Annual Report 2014

A tiny liquid droplet, magnified under a microscope

A tiny liquid droplet, magnified under a microscope, glowing green to indicate that it contains a T-cell gene. Drs. Jason Bielas and Harlan Robins first developed QuanTILfy using this droplet-based technology to count unique T-cell DNA molecules. Photo courtesy of the Bielas and Ghajar Labs

A 'perfect place' for innovation

Shared ideas lead to new test for cancer prognosis

By Susan Keown

Last year, a diverse group of collaborators at Fred Hutch demonstrated a new and powerful assay for predicting patients' outcomes after cancer.

Their assay, named QuanTILfy, counts and sorts cancer-fighting immune cells called tumor-infiltrating lymphocytes. Patients with greater numbers of TILs tend to survive longer after diagnosis; however, there has never been a way to reliably and consistently measure TILs — until now.

"What [our research] shows is that for the first time, you can actually count the number of T cells that infiltrate into a tumor, reproducibly. That hasn’t been done before," said Dr. Jason Bielas, associate member of the Public Health Sciences and Human Biology Divisions at Fred Hutch. Bielas, a cancer geneticist, led the team that developed and tested this method for the first time, in ovarian cancer.

Now a valuable research tool, QuanTILfy has the potential to become a standardized clinical test for guiding treatment decisions. For example, a patient found to have fewer TILs (meaning a less favorable prognosis) might choose to start more aggressive treatments first, which could help prolong the patient's life.

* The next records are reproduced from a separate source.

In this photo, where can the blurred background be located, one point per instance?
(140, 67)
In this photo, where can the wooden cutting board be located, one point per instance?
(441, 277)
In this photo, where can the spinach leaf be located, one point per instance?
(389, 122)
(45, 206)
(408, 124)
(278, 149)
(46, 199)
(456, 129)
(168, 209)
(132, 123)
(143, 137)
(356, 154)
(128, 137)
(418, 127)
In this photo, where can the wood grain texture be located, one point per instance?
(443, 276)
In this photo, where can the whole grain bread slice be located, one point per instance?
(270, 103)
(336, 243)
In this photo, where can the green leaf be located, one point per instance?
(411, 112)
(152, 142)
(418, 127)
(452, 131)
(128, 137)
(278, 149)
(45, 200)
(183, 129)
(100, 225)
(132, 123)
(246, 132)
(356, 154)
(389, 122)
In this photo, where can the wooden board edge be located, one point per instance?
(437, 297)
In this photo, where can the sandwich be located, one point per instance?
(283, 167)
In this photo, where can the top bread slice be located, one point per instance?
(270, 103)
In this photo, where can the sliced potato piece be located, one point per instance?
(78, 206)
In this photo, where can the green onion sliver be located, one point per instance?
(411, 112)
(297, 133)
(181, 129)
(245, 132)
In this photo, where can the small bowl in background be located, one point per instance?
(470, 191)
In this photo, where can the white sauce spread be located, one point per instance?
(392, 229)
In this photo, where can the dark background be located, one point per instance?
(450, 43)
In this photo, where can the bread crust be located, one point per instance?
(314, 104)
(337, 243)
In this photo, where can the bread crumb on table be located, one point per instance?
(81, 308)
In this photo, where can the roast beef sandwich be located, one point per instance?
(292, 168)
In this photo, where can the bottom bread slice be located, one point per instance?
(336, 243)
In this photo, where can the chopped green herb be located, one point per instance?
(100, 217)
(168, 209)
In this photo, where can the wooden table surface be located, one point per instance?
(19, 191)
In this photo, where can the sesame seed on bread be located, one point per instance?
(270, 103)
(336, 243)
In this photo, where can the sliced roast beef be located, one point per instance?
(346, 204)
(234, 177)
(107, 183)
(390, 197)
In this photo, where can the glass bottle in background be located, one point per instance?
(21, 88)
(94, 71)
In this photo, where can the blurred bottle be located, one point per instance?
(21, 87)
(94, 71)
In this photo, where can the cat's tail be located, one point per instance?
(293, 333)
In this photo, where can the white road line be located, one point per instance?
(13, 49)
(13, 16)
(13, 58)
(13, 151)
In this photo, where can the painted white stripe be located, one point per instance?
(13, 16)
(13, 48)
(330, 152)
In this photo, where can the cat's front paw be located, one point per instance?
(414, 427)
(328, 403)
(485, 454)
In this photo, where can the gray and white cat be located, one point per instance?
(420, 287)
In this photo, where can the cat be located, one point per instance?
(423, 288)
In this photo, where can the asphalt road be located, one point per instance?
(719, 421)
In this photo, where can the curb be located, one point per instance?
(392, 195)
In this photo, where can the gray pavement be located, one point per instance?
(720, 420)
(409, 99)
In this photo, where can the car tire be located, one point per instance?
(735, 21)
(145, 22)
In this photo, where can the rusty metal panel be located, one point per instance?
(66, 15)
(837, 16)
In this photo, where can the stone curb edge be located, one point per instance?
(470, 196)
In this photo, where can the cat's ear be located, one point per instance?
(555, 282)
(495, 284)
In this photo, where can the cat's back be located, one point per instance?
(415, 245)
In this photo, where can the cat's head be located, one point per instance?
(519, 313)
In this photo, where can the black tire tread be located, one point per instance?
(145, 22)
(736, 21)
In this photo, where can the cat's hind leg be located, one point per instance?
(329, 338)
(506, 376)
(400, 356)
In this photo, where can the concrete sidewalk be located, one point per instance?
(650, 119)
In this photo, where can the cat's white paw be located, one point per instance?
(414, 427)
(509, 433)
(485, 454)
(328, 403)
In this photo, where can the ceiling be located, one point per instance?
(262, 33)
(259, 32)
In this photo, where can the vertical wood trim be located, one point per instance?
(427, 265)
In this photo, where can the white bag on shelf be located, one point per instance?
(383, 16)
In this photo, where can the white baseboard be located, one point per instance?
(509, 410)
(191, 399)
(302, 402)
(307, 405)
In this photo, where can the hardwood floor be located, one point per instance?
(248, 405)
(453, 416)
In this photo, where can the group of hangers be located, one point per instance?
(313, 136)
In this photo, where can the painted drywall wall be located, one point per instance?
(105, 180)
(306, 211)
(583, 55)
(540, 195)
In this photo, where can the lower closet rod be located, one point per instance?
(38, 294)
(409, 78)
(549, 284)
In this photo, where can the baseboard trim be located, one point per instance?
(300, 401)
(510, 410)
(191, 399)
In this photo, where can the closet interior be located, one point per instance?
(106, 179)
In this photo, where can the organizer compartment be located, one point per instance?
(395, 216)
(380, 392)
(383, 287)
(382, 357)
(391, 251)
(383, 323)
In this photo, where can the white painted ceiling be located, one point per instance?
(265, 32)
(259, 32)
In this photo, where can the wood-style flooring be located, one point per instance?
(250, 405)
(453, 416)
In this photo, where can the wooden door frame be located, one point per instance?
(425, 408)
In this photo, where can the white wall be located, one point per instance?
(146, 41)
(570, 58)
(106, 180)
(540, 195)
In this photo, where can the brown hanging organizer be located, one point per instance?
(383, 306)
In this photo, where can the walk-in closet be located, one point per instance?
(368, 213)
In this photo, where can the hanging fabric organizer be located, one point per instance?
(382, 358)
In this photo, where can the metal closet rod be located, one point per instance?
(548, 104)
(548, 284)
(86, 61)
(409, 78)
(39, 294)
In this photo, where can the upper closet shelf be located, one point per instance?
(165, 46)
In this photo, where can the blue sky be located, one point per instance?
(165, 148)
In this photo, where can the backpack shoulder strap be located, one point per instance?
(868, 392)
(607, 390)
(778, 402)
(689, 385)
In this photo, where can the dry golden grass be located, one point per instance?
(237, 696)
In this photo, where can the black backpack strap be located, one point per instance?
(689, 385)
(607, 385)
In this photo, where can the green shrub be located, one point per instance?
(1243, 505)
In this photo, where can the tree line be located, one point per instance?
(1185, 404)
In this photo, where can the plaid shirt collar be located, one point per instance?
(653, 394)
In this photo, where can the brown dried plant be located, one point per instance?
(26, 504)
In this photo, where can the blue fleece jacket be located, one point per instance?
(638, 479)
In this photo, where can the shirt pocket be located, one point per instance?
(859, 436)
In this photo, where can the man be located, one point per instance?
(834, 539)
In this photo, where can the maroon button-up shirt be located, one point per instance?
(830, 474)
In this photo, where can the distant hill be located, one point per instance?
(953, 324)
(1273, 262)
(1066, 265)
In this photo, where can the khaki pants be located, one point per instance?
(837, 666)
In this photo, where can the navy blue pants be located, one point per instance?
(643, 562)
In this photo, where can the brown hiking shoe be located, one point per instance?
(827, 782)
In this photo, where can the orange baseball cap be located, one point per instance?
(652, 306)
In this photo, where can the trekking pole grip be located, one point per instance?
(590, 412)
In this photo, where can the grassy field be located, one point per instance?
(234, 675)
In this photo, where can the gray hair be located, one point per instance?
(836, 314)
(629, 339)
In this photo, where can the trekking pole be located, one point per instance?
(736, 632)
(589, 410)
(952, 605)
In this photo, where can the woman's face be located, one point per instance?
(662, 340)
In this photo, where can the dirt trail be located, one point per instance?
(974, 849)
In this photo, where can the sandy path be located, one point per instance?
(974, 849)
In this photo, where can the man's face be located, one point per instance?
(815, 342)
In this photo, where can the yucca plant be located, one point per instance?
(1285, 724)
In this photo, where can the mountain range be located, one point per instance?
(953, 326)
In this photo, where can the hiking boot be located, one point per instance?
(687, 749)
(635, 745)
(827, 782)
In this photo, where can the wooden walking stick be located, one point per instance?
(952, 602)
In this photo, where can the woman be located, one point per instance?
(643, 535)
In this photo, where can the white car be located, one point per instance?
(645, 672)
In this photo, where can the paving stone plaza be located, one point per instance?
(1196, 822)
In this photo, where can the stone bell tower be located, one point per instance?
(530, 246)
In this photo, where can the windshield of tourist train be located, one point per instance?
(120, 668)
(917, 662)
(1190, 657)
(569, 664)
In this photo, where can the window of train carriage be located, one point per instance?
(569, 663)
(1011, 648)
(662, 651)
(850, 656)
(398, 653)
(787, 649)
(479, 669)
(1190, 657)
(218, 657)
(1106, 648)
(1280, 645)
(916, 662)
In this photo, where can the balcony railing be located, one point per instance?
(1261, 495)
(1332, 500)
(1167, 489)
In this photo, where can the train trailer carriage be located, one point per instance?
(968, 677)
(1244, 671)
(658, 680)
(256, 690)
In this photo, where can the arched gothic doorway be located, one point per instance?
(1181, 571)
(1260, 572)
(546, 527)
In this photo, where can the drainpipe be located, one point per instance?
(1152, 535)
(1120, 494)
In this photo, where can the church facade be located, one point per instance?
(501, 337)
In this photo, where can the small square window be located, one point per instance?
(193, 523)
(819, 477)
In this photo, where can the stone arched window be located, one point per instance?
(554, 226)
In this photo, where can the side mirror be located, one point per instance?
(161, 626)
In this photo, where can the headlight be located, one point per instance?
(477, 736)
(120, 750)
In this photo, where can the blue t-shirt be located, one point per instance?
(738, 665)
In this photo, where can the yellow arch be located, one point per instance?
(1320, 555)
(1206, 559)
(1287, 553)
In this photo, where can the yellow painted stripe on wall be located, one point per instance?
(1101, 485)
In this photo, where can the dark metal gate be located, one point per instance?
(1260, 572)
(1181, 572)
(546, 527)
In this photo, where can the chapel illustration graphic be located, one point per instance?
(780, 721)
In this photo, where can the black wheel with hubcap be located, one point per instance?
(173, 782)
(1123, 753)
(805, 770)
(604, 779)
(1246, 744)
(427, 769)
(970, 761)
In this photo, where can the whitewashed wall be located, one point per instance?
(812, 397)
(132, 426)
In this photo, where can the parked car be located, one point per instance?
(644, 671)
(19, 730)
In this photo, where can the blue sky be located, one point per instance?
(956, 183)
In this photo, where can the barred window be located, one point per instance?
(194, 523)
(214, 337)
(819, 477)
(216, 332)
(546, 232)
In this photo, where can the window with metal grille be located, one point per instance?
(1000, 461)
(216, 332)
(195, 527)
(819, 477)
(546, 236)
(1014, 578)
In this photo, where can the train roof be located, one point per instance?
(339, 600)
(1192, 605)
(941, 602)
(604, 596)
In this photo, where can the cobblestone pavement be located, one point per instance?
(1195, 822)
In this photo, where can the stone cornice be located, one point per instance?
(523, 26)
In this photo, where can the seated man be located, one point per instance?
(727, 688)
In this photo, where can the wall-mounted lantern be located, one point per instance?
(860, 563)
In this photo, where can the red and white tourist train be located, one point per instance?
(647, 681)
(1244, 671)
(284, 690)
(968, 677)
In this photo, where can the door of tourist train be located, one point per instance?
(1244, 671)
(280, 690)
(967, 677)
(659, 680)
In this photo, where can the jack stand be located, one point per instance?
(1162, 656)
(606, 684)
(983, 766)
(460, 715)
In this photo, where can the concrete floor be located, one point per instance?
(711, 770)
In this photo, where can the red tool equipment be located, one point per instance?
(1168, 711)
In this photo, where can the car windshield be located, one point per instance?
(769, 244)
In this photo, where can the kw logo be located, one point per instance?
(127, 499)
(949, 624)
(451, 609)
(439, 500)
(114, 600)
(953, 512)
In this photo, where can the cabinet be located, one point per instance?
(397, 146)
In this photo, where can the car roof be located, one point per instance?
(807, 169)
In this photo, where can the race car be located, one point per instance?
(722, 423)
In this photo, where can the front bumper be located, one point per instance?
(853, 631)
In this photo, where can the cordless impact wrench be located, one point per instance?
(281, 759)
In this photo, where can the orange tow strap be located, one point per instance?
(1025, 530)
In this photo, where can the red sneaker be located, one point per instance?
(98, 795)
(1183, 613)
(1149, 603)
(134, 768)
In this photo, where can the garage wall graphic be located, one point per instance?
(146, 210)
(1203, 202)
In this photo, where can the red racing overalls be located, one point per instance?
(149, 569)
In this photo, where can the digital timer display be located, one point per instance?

Drs. Jason Bielas and Harlan Robins
Drs. Jason Bielas (left) and Harlan Robins (right) collaborated on a new tool for predicting prognosis in cancer patients. Photo by Bo Jungmayer / Fred Hutch

QuanTILfy leverages a technology co-created by team member Dr. Harlan Robins, a computational biologist and associate member of the Public Health Sciences and Human Biology Divisions at Fred Hutch. Robins' powerful genetic technology can map the unique surface markers of this diverse class of cells, which are otherwise difficult to characterize. The QuanTILfy team formed after Bielas heard Robins speak about his technology and the two began to seek a way to apply it to tumors.  

"We were in the perfect place," Bielas said about their Fred Hutch–based team. "I think this is a very collaborative environment: Ideas are shared even before they're published, just when they're beginning." Sharing research in its early stages provides scientists from different fields with opportunities to collaborate, Bielas said, which can open doors to new lines of inquiry that might otherwise go unexplored or lead to new insights more quickly by bringing fresh perspectives to challenging problems.

Now that QuanTILfy has proven its potential, researchers at Fred Hutch and at biomedical companies are using it in studies of TILs in many types of solid tumors, from melanoma to lung cancer. What they learn could offer an unprecedented view of the interactions between the immune system and tumors. This knowledge will help scientists design new therapeutic strategies — for example, strengthening an existing immune reaction or removing a tumor's protective barriers — that capitalize on each patient's unique situation.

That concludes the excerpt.